In generale, rispetto all’approccio attuale, la protezione degli ecosistemi forestali deve essere considerata in modo più dinamico e su scala paesaggistica, ribadendo la priorità di intervenire nell’ambito di una pianificazione spaziale e temporale adeguata.

Requisiti ed azioni di supporto necessarie 

Le diverse regioni europee possono condividere i principi generali di una gestione forestale più vicina alla natura ma hanno bisogno di approcci di gestione diversificati. Ciò riflette la variabilità ecologica dei tipi di foresta in tutto il continente, le differenze dei regimi di disturbo naturale e le modalità tradizionali in cui le foreste sono state utilizzate in passato.
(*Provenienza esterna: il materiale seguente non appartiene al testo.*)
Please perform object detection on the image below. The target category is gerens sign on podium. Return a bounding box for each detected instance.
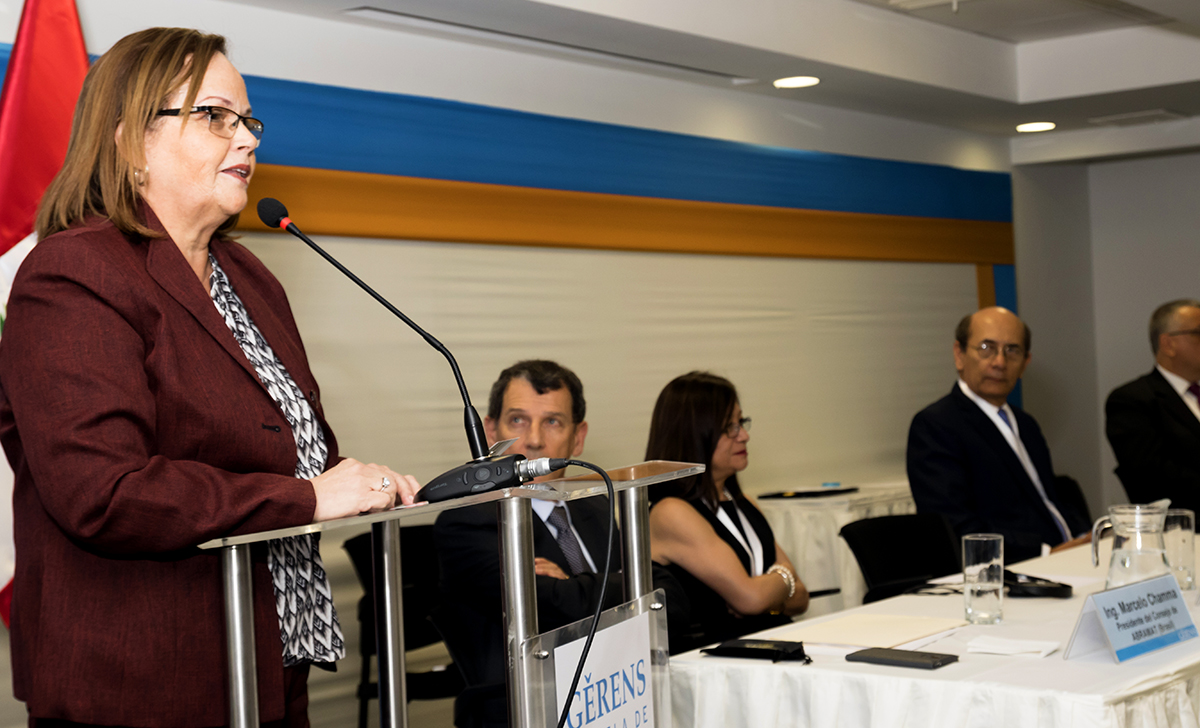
[1063,574,1196,662]
[554,612,654,728]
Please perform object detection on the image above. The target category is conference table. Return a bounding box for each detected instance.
[671,541,1200,728]
[757,479,917,619]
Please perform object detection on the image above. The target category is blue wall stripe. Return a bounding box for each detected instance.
[0,44,1012,222]
[246,77,1012,222]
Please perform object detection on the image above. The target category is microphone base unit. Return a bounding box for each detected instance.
[416,455,566,503]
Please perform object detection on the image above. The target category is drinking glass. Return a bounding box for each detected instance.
[962,534,1004,625]
[1163,509,1196,591]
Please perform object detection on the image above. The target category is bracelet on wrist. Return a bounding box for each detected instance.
[767,564,796,598]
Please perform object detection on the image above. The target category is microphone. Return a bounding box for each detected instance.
[258,197,506,503]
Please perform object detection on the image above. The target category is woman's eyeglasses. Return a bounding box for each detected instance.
[725,417,751,439]
[155,107,263,142]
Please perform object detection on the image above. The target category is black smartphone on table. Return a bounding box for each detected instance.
[846,648,959,670]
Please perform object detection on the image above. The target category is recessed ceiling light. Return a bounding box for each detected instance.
[775,76,821,89]
[1016,121,1054,132]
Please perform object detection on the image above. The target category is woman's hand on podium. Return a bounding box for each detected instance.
[311,458,420,523]
[533,556,571,579]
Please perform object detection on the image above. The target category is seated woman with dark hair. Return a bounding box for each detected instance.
[646,372,809,652]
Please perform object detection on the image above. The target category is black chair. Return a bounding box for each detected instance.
[1054,475,1092,523]
[841,513,962,604]
[343,525,464,728]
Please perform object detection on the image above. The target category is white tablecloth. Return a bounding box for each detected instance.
[671,542,1200,728]
[757,480,917,619]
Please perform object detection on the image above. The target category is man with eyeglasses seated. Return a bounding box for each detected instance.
[907,307,1091,562]
[433,360,686,728]
[1104,299,1200,511]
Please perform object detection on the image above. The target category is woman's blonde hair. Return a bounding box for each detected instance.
[37,28,230,240]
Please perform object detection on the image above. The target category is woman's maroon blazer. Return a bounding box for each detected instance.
[0,213,337,728]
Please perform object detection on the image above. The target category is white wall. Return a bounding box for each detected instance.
[1088,154,1200,503]
[1013,154,1200,511]
[1013,164,1105,513]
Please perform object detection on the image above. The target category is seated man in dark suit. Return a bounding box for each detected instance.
[907,307,1091,564]
[433,360,686,724]
[1104,299,1200,512]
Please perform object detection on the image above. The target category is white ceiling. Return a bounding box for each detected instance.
[218,0,1200,136]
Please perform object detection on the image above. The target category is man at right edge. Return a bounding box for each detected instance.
[1104,299,1200,511]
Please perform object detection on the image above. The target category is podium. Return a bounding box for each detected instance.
[200,461,704,728]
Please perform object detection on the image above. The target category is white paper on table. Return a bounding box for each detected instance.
[774,614,967,648]
[967,636,1062,657]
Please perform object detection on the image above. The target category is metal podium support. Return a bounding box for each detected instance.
[200,461,704,728]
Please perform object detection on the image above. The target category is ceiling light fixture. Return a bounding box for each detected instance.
[775,76,821,89]
[1016,121,1055,133]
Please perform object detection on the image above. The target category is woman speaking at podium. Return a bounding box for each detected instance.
[646,372,809,652]
[0,28,418,728]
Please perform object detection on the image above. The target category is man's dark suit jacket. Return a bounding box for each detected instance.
[907,383,1091,564]
[1104,368,1200,512]
[433,495,623,685]
[0,213,326,728]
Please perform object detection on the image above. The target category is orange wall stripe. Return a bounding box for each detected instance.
[976,264,996,308]
[239,164,1013,264]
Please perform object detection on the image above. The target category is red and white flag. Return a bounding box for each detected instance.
[0,0,88,625]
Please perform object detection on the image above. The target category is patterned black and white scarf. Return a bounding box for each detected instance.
[209,254,346,667]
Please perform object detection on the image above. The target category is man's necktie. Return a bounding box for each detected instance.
[546,506,592,574]
[996,409,1070,541]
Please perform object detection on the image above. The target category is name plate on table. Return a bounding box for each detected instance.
[1062,574,1196,662]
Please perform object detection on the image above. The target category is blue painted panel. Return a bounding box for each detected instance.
[0,43,1012,221]
[246,77,1012,222]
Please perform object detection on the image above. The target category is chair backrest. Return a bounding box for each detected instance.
[841,513,962,603]
[343,525,442,650]
[1054,475,1092,523]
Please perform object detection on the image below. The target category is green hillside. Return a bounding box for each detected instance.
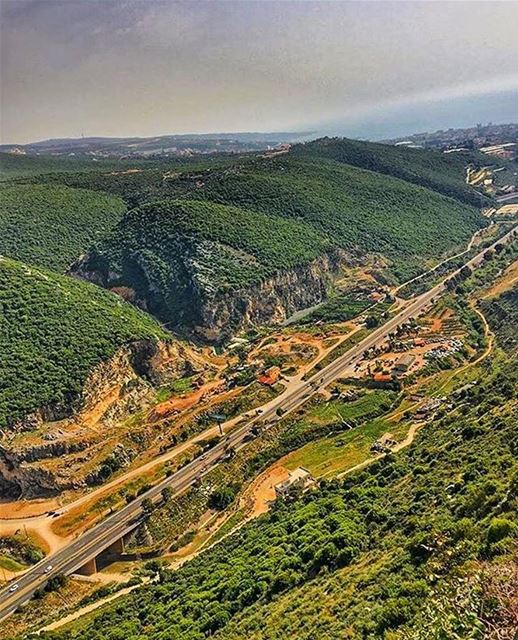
[43,288,518,640]
[0,258,165,428]
[293,138,487,206]
[74,142,484,331]
[0,184,126,271]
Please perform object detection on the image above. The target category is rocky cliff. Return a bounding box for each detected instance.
[71,243,358,343]
[0,340,199,498]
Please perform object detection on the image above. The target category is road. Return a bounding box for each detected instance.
[0,226,518,620]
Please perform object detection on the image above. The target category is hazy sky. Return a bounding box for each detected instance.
[0,0,518,143]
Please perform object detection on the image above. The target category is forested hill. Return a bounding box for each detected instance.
[292,138,487,206]
[0,258,166,429]
[43,286,518,640]
[0,184,126,271]
[68,141,485,337]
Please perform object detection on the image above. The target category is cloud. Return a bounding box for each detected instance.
[1,0,518,141]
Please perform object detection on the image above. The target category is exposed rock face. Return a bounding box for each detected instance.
[72,248,358,343]
[0,340,201,498]
[193,252,347,342]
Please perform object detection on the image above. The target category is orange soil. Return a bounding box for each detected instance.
[482,260,518,299]
[241,465,289,519]
[0,498,59,520]
[150,380,223,420]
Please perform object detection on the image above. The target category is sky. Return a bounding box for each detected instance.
[0,0,518,144]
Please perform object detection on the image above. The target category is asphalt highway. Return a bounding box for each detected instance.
[0,226,518,620]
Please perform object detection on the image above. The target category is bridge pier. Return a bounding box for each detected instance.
[76,558,97,576]
[103,537,126,555]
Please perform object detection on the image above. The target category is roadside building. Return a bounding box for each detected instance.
[394,353,415,373]
[257,367,281,387]
[274,467,315,498]
[371,433,397,453]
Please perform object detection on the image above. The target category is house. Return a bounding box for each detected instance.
[372,372,393,383]
[264,367,281,382]
[369,291,385,302]
[274,467,315,498]
[371,433,397,453]
[394,353,415,373]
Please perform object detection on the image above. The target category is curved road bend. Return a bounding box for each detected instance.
[0,226,518,620]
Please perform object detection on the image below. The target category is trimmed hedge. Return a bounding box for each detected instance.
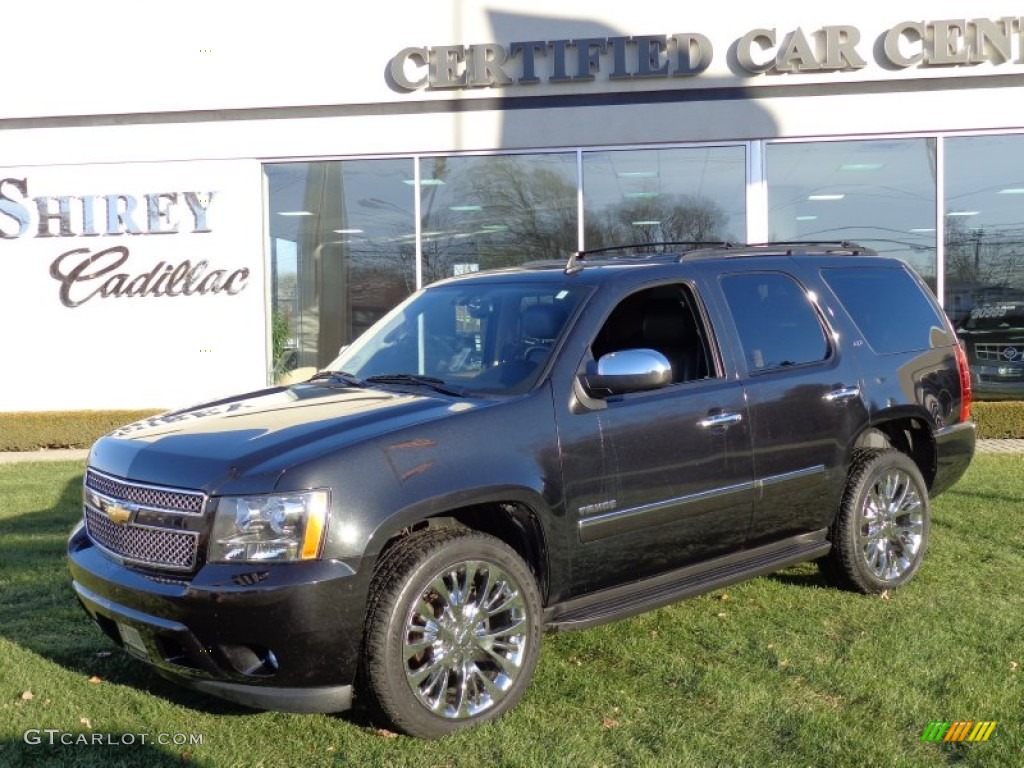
[0,410,163,451]
[0,401,1024,451]
[971,400,1024,438]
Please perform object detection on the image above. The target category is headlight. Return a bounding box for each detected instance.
[209,490,330,562]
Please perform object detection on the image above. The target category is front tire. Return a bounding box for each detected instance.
[828,449,931,594]
[366,529,542,738]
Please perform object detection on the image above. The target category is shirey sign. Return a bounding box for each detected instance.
[0,162,266,411]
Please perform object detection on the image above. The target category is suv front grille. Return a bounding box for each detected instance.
[84,469,206,571]
[974,344,1024,362]
[85,469,205,515]
[85,506,198,570]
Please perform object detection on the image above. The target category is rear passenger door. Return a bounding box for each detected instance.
[556,283,754,594]
[719,268,867,546]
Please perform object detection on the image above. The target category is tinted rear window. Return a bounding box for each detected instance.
[821,266,947,354]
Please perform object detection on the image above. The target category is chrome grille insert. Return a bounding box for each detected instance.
[85,469,206,515]
[85,506,199,570]
[84,469,206,571]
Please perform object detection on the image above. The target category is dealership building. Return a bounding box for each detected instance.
[0,0,1024,411]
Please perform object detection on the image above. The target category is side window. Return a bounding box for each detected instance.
[591,285,718,384]
[821,264,952,354]
[722,272,829,372]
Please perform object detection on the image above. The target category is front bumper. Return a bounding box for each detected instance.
[971,364,1024,400]
[68,526,369,713]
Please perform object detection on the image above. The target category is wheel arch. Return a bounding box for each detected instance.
[853,413,937,489]
[367,489,551,598]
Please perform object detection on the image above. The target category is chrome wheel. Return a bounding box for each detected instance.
[403,560,530,720]
[857,468,925,582]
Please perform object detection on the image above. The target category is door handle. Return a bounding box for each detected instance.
[824,387,860,402]
[697,413,743,429]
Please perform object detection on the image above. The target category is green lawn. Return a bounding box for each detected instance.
[0,456,1024,768]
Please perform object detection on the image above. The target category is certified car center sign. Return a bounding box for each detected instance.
[0,175,250,308]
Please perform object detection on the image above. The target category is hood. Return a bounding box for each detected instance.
[89,383,487,494]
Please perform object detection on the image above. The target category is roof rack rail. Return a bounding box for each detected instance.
[565,240,736,274]
[745,240,871,256]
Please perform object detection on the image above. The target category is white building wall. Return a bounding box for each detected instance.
[0,0,1024,411]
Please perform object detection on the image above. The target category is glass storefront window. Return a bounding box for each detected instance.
[420,153,579,285]
[766,138,936,291]
[943,135,1024,399]
[264,159,416,378]
[583,146,746,248]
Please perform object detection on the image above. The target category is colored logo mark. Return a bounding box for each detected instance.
[921,720,995,741]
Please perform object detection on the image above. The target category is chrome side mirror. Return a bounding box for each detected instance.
[581,349,672,397]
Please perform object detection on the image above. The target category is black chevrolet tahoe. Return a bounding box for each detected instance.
[69,244,975,737]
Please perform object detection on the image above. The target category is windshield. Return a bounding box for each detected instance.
[964,302,1024,331]
[329,281,588,394]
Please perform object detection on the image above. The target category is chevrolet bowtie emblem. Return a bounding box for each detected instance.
[103,504,131,525]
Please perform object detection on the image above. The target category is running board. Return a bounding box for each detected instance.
[545,528,831,632]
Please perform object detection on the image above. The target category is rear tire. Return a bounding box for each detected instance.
[827,449,931,594]
[365,528,542,738]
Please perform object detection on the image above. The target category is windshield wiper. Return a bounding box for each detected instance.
[366,374,466,397]
[309,371,366,387]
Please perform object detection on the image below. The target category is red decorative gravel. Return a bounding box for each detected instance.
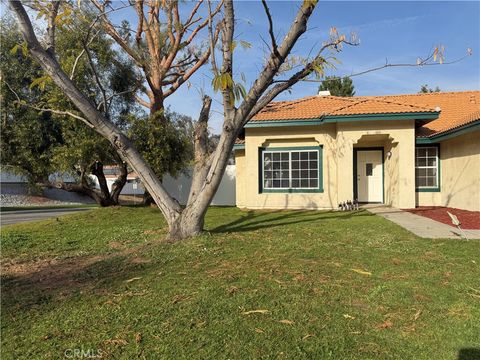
[405,206,480,230]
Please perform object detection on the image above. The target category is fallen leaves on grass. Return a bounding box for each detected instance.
[172,294,193,304]
[302,334,315,341]
[104,339,128,346]
[113,290,148,297]
[351,269,372,276]
[375,320,393,329]
[242,309,270,315]
[413,309,422,321]
[227,286,238,295]
[467,286,480,299]
[135,333,142,344]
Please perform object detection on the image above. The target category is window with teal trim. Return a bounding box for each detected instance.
[260,148,321,192]
[415,146,439,190]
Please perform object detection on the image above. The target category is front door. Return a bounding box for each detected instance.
[357,150,383,203]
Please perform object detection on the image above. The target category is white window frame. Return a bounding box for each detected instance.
[415,146,440,190]
[261,148,322,191]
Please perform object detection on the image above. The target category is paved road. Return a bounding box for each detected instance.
[0,208,92,226]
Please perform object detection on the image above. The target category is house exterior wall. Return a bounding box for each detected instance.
[235,120,415,209]
[235,149,246,208]
[337,120,415,208]
[239,124,338,209]
[417,131,480,211]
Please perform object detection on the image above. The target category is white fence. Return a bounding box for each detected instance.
[163,165,236,206]
[0,165,236,206]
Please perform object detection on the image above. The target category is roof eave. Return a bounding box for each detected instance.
[244,112,440,128]
[415,119,480,144]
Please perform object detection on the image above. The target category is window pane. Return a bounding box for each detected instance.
[417,158,427,166]
[365,163,373,176]
[417,148,427,157]
[417,177,427,186]
[263,151,319,189]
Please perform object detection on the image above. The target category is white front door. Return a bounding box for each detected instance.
[357,150,383,203]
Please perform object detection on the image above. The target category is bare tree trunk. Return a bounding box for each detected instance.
[110,161,128,205]
[9,0,182,226]
[91,161,116,206]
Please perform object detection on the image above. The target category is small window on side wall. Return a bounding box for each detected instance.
[415,146,440,192]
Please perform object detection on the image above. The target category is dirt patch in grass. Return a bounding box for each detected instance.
[1,245,150,295]
[405,206,480,230]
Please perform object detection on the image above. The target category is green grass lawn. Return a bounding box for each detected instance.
[1,207,480,360]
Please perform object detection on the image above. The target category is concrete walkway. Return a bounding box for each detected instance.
[362,204,480,239]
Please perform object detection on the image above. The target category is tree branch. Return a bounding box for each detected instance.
[8,0,182,217]
[262,0,279,56]
[47,0,60,54]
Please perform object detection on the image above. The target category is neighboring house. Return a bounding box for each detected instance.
[90,165,145,196]
[234,91,480,211]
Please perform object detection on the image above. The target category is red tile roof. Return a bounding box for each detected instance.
[376,91,480,137]
[250,91,480,137]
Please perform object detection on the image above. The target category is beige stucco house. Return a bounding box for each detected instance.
[234,91,480,211]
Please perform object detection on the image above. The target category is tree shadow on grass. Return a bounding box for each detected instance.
[209,210,374,233]
[1,249,157,315]
[457,348,480,360]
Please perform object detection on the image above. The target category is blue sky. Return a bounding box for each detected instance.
[5,0,480,133]
[163,1,480,132]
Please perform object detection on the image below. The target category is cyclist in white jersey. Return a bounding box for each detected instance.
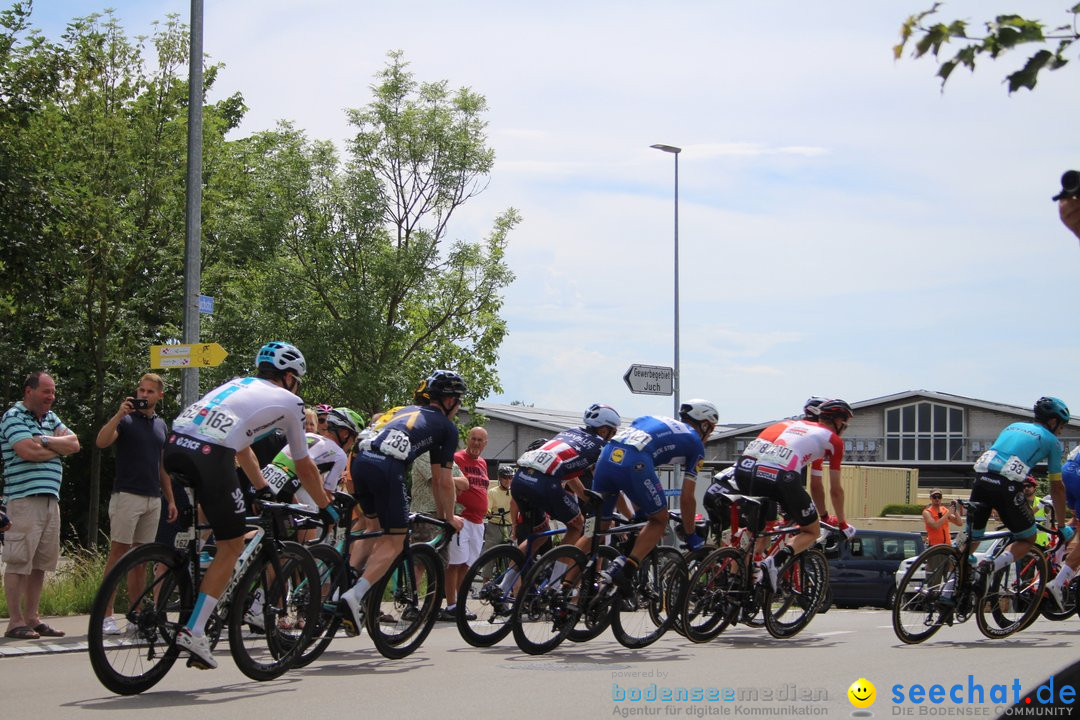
[164,342,337,669]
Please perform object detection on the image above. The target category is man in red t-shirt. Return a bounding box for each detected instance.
[440,427,489,621]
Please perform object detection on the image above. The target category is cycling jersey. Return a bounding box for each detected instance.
[262,433,348,507]
[173,378,308,460]
[593,416,705,517]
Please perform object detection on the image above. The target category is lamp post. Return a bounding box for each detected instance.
[649,144,683,419]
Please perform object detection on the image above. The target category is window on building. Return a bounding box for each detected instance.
[885,402,963,462]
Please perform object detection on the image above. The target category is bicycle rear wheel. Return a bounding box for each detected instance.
[975,546,1047,638]
[455,544,525,648]
[611,547,686,649]
[86,543,192,695]
[765,547,828,638]
[365,543,446,660]
[892,545,960,644]
[513,545,589,655]
[228,542,322,680]
[293,545,345,667]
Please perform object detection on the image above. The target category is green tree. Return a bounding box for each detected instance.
[893,2,1080,94]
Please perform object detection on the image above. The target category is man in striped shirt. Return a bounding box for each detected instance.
[0,372,79,640]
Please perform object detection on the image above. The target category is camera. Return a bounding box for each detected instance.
[1051,169,1080,202]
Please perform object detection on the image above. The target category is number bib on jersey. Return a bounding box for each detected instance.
[379,429,413,460]
[611,427,652,450]
[262,463,294,495]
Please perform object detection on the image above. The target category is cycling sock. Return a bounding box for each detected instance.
[188,593,217,638]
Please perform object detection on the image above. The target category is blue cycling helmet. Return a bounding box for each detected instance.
[1031,397,1072,422]
[255,340,308,378]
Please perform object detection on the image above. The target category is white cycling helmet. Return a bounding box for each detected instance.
[255,340,308,378]
[582,403,622,430]
[678,398,720,425]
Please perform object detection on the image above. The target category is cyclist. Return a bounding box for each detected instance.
[735,399,855,588]
[340,370,467,633]
[163,341,337,669]
[968,396,1071,607]
[593,399,720,594]
[510,403,622,552]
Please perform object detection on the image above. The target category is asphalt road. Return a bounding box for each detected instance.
[0,609,1080,720]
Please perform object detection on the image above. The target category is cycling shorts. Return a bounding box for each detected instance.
[968,473,1037,539]
[349,450,408,532]
[162,433,247,540]
[735,457,818,527]
[510,470,581,528]
[593,444,667,517]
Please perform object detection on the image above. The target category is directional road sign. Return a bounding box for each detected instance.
[150,342,229,368]
[622,365,675,395]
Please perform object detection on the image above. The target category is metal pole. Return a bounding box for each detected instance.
[180,0,203,408]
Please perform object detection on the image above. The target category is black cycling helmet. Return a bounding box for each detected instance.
[1032,396,1072,423]
[417,370,469,397]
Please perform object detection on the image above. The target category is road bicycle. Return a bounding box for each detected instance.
[87,490,319,695]
[512,490,686,655]
[892,501,1058,644]
[297,492,454,666]
[678,493,838,642]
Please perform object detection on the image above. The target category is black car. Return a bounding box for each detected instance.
[825,530,926,608]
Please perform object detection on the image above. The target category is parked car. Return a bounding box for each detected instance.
[825,530,926,608]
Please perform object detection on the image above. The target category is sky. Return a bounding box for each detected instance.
[33,0,1080,422]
La gestione forestale non parte dall’anno zero ed è importante conoscere quello che è stato fatto nel passato. C’è una lunga tradizione europea di concetti di gestione forestale basati sulla natura e ci sono molte opportunità per trarre insegnamenti dalle pratiche esistenti.

Poiché l’adozione più ampia di una gestione forestale più vicina alla natura richiederà uno sforzo sostanziale nel trasferimento delle competenze, è molto importante consolidare le reti di conoscenze e di foreste sperimentali e modello. Queste reti dovrebbero coprire tutte le principali regioni e tipi di foreste presenti in Europa e potrebbero essere collegate ad altre reti finalizzate alla conservazione dei paesaggi culturali e della loro diversità bioculturale associata. Questo prezioso processo di apprendimento sociale e culturale deve affiancare l’implementazione delle conoscenze scientifiche e deve essere discusso con i gestori forestali e gli altri portatori di interesse.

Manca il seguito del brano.